Les militants anti-AGI estiment généralement que ces mesures sont insuffisantes : "Ces réglementations sont comme essayer d'encadrer l'énergie nucléaire en se contentant de règles sur les centrales à charbon," résume un membre de Stop AGI Now.

Perspectives d'avenir : vers un consensus possible?

Le débat sur l'AGI n'est pas près de s'éteindre, d'autant que les progrès technologiques continuent de s'accélérer. Mistral AI, OpenAI et d'autres acteurs repoussent constamment les limites de ce que l'IA peut accomplir, rendant la perspective d'une AGI de plus en plus concrète.

Plusieurs voies intermédiaires émergent néanmoins :

  • Le développement d'une "AGI faible" avec des garde-fous intégrés
  • La création d'instances de gouvernance internationale
  • L'implication plus large de la société civile dans les décisions
  • Des approches de développement plus lentes et délibérées

"Le vrai danger serait de polariser ce débat entre technophiles inconditionnels et opposants radicaux," estime Laurence Devillers, chercheuse en IA éthique. "Nous avons besoin d'une conversation nuancée qui reconnaît à la fois les promesses et les périls de ces technologies."

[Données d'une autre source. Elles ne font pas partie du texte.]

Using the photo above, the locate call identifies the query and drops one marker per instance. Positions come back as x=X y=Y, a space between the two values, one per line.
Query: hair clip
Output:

Conclusion : un débat qui nous concerne tous

Le mouvement anti-AGI, qu'on le considère comme visionnaire ou alarmiste, a le mérite de poser des questions essentielles sur notre avenir technologique. À l'heure où l'IA s'immisce dans tous les aspects de nos vies, depuis nos outils de retouche photo jusqu'à nos assistants personnels, la question de savoir jusqu'où nous souhaitons pousser cette technologie mérite d'être posée collectivement.

Car au-delà des aspects techniques, c'est bien de notre humanité dont il est question. Quelles capacités souhaitons-nous déléguer aux machines? Quelles décisions devront rester l'apanage des humains? Comment garantir que les bénéfices de ces technologies soient équitablement répartis?

Le débat sur l'AGI n'est pas qu'une affaire d'experts - c'est une conversation sociale et politique qui nous concerne tous. Que l'on considère l'AGI comme une menace existentielle ou comme le prochain grand bond en avant de l'humanité, une chose est certaine : les choix que nous faisons aujourd'hui façonneront profondément le monde de demain.